BALTIMORE — The mother of a 1-year-old boy who was starved to death three years ago because he did not say "Amen" testified Wednesday that she still believes the child will be resurrected.

Ria Ramkissoon, 23, took the stand at the trial of Queen Antoinette, who's accused of ordering that Ramkissoon's son not be given food or water. Ramkissoon was living with Antoinette and several other people at the time as part of what authorities described as a religious cult.

Antoinette is on trial for murder alongside her daughter, Trevia Williams, and another follower, Marcus A. Cobbs. They are representing themselves.

Ramkissoon said Antoinette told her that Ramkissoon's son, Javon Thompson, had a "spirit of rebellion" inside him and that denying him food would exorcise the evil spirit. She said she had no reason to think Antoinette was lying.

After Javon died, Antoinette told Ramkissoon to "nurture him back to life," and she stayed beside his decomposing body for weeks, even trying to give him water, Ramkissoon said.

"I still believe that my son is coming back," Ramkissoon said. "I have no problem saying what really happened because I believe he's coming back.

"Queen said God told her he would come back. I believe it. I choose to believe it," she said. "Even now, despite everything, I choose to believe it for my reasons."

Later, she acknowledged that her faith makes her sound crazy. "I don't have a problem sounding crazy in court," she said.

Ramkissoon, a native of Trinidad who stands 5 feet tall and weighs about 100 pounds, wore a white sweater and blue jeans and was calm throughout her testimony, speaking in a clear and even voice. She appeared mildly agitated at certain questions but otherwise showed little emotion, even as she described how her son wasted away.

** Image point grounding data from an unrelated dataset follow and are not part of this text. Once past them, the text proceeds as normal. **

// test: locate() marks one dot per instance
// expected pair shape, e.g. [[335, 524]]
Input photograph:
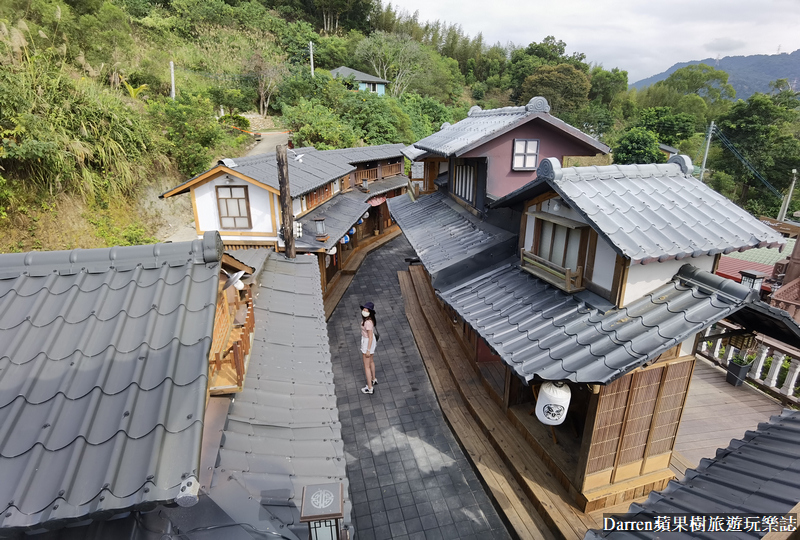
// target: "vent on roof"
[[538, 104]]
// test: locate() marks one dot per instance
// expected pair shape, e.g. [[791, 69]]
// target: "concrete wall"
[[261, 206], [552, 143]]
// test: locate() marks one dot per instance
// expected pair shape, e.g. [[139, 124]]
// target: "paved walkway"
[[409, 478]]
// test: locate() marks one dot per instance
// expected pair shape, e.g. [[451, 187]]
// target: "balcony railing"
[[566, 279], [369, 174], [776, 366], [392, 170]]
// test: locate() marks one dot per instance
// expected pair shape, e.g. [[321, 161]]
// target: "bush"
[[191, 130], [235, 120]]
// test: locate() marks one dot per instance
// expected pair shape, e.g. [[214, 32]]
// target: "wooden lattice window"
[[608, 425], [234, 207]]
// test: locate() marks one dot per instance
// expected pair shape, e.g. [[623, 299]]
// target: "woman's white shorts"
[[365, 342]]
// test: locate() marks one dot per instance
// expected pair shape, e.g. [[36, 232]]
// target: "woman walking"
[[369, 340]]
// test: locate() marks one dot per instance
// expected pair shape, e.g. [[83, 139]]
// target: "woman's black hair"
[[371, 316]]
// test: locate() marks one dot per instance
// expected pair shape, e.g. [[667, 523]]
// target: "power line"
[[749, 166]]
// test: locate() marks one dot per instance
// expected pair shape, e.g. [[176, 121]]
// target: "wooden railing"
[[776, 366], [392, 170], [564, 278], [231, 342], [369, 174]]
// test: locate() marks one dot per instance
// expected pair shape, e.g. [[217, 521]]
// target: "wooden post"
[[287, 219]]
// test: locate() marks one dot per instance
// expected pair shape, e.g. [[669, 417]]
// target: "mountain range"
[[747, 74]]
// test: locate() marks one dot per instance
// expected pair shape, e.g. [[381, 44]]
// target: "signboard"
[[322, 501]]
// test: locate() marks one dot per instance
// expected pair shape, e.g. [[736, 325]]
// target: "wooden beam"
[[287, 218]]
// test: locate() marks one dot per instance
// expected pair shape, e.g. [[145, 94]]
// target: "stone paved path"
[[409, 478]]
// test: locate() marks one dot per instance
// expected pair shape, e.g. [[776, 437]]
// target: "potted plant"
[[738, 367]]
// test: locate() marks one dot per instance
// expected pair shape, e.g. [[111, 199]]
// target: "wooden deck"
[[536, 504], [338, 286], [717, 412]]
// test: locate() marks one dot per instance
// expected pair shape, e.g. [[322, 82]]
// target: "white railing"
[[780, 379]]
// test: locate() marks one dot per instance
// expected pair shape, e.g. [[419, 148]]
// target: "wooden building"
[[338, 199], [600, 278]]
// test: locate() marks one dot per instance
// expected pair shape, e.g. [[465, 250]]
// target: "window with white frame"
[[234, 207], [464, 182], [526, 154]]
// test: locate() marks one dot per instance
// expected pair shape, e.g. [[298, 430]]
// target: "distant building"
[[365, 81]]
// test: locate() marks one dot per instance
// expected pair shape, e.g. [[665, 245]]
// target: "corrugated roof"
[[283, 429], [481, 126], [341, 212], [651, 212], [540, 331], [315, 168], [359, 76], [758, 474], [443, 233], [103, 378], [767, 256]]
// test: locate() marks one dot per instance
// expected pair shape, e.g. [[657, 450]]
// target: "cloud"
[[722, 45]]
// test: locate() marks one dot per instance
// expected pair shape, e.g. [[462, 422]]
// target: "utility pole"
[[311, 53], [788, 198], [172, 79], [287, 218], [705, 156]]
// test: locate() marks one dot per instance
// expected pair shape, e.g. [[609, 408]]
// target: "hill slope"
[[747, 74]]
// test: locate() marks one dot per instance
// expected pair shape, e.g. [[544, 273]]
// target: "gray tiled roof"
[[283, 429], [341, 213], [103, 377], [359, 76], [316, 167], [482, 126], [363, 154], [443, 233], [651, 212], [543, 332], [758, 474]]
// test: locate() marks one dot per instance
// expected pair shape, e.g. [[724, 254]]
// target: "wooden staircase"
[[534, 501]]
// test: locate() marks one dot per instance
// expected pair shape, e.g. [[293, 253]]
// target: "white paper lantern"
[[552, 403]]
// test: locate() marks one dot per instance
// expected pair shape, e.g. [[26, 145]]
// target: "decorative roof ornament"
[[684, 162], [536, 104], [549, 169]]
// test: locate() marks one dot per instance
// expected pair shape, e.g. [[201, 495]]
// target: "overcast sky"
[[642, 37]]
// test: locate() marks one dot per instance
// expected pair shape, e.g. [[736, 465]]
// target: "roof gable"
[[651, 212], [103, 378], [482, 126], [359, 76]]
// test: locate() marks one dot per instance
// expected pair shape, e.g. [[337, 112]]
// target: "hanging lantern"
[[552, 403], [319, 228]]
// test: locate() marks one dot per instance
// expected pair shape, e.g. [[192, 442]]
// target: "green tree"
[[191, 130], [607, 84], [315, 125], [638, 145], [565, 87], [670, 128]]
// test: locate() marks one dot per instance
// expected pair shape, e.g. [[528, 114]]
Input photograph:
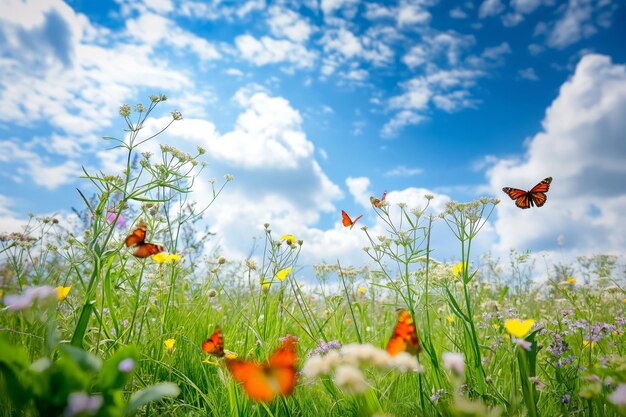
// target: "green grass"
[[117, 301]]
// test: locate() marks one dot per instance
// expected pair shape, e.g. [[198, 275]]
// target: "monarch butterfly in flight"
[[264, 381], [378, 203], [347, 221], [137, 240], [214, 345], [527, 199], [404, 338]]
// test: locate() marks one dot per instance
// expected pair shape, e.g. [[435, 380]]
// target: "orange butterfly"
[[404, 338], [214, 345], [137, 240], [526, 199], [347, 221], [376, 202], [264, 381]]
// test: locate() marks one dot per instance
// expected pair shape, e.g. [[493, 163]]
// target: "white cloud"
[[403, 171], [579, 21], [267, 50], [528, 74], [490, 8], [582, 146], [458, 13], [155, 30]]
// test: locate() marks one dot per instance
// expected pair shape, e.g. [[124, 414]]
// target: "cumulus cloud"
[[582, 146]]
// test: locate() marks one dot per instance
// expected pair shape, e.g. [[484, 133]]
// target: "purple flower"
[[322, 347]]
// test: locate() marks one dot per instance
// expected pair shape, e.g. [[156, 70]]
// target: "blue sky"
[[314, 106]]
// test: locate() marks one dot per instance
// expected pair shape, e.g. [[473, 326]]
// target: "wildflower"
[[518, 328], [62, 292], [454, 362], [458, 269], [162, 258], [290, 239], [351, 379], [81, 403], [437, 395], [126, 365], [282, 274], [588, 343], [169, 345], [618, 397], [17, 302]]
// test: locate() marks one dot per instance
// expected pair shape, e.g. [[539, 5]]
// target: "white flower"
[[454, 362], [350, 378]]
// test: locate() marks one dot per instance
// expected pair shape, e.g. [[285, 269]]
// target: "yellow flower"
[[282, 274], [169, 345], [291, 239], [588, 343], [458, 269], [62, 292], [163, 257], [518, 328]]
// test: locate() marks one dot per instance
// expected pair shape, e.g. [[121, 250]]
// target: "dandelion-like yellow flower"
[[588, 343], [62, 292], [458, 269], [291, 239], [518, 328], [169, 345], [282, 274], [162, 258]]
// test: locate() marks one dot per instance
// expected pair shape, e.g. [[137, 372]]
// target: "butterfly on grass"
[[263, 381], [137, 239], [214, 345], [527, 199], [347, 221], [378, 203], [404, 338]]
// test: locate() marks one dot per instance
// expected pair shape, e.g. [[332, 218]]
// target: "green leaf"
[[87, 362], [152, 393]]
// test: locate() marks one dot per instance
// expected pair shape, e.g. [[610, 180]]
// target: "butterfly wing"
[[214, 345], [147, 249], [404, 338], [253, 379], [137, 237], [538, 195], [521, 197], [345, 219], [264, 382]]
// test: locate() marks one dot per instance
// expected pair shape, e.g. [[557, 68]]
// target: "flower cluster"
[[346, 362]]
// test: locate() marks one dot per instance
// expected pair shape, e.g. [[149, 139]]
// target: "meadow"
[[88, 329]]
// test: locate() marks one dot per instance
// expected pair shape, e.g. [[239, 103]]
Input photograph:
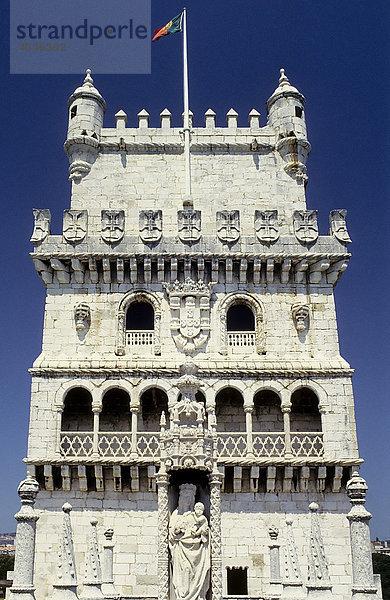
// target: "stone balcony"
[[229, 445]]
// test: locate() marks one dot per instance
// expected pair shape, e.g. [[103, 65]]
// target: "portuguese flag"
[[173, 26]]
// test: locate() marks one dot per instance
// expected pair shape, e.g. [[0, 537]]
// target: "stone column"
[[65, 587], [318, 582], [92, 588], [274, 558], [248, 409], [108, 587], [363, 579], [286, 410], [22, 586], [134, 408], [96, 416], [215, 530], [162, 480]]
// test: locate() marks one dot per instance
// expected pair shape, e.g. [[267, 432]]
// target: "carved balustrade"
[[228, 444]]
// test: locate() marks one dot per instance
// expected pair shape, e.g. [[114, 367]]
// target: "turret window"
[[298, 112], [140, 324]]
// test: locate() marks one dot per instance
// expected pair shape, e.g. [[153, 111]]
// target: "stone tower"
[[190, 399]]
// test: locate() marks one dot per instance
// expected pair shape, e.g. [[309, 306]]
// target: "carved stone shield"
[[189, 225], [190, 313], [306, 226], [113, 225], [338, 226], [267, 226], [75, 225], [42, 219], [228, 225], [150, 225]]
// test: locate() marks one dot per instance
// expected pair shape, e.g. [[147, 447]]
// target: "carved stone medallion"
[[190, 313], [113, 225], [189, 225], [306, 226], [42, 219], [228, 225], [338, 226], [150, 225], [266, 225], [75, 225]]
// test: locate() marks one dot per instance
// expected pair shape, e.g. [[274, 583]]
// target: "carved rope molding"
[[137, 296]]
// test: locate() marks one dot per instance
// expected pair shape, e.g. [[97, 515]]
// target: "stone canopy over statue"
[[189, 543]]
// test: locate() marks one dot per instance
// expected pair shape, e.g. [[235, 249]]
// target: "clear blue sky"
[[337, 54]]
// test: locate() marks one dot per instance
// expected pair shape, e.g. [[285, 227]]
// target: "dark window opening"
[[77, 414], [115, 414], [298, 112], [140, 317], [237, 581], [153, 402], [240, 318], [305, 414]]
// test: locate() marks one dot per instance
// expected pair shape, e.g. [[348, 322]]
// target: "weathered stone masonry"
[[192, 345]]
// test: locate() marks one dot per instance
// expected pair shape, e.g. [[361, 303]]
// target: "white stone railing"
[[229, 444], [76, 444], [140, 338], [242, 339], [268, 444], [307, 444]]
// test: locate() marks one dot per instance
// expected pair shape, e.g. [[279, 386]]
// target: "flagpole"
[[187, 158]]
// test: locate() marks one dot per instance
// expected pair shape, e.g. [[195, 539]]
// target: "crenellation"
[[190, 365]]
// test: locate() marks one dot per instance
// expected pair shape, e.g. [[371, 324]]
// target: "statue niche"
[[189, 545]]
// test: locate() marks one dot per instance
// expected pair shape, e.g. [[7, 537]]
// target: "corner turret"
[[86, 111], [286, 115]]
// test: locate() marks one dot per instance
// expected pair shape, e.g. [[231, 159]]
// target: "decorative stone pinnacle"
[[88, 79], [28, 489], [283, 80], [357, 488]]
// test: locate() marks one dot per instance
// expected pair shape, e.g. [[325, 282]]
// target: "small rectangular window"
[[237, 581]]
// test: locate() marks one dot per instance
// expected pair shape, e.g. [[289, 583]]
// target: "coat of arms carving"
[[228, 225], [113, 225], [338, 226], [306, 226], [190, 313], [150, 225], [42, 219], [75, 225], [267, 226], [189, 225]]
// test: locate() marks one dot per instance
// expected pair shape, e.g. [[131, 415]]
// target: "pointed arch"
[[125, 303]]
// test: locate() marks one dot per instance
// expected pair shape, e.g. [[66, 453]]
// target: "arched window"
[[305, 415], [267, 415], [77, 414], [140, 316], [241, 324], [240, 318], [115, 414], [229, 410], [153, 402], [139, 319]]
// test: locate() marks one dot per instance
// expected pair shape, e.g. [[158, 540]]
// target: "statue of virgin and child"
[[189, 544]]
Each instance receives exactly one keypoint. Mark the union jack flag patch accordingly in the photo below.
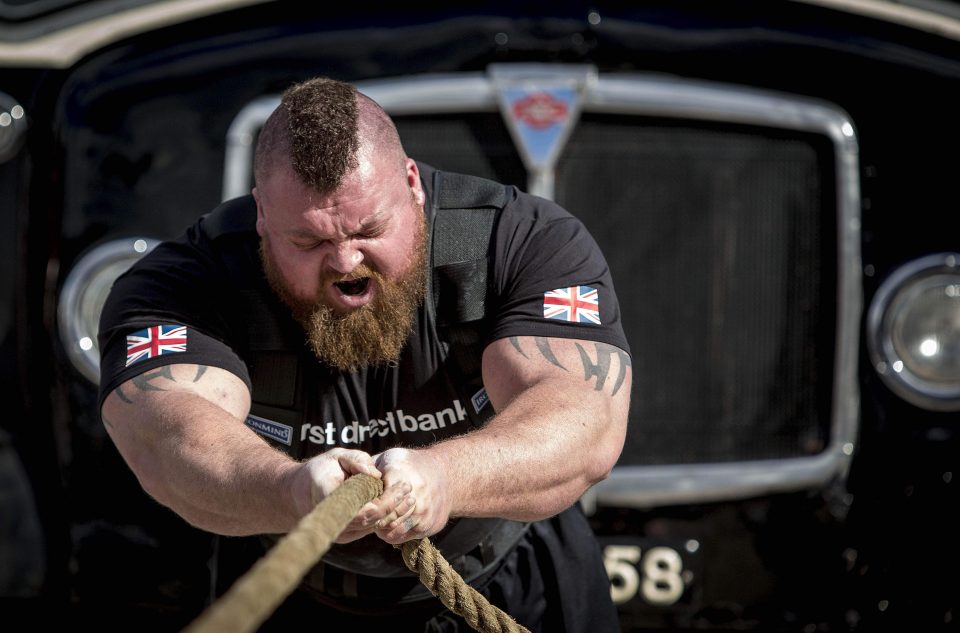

Under cross-examination, Antoinette asked whether her statement about not feeding Javon was an order or a "suggestion."

Ramkissoon said she has consistently told prosecutors and her attorney that she was not forced to starve her son, but she made clear the idea was Antoinette's.

"When I was about to feed him," Ramkissoon said to Antoinette, "you said, 'You shouldn't feed him anything,' and then you told me why. ... I believed you."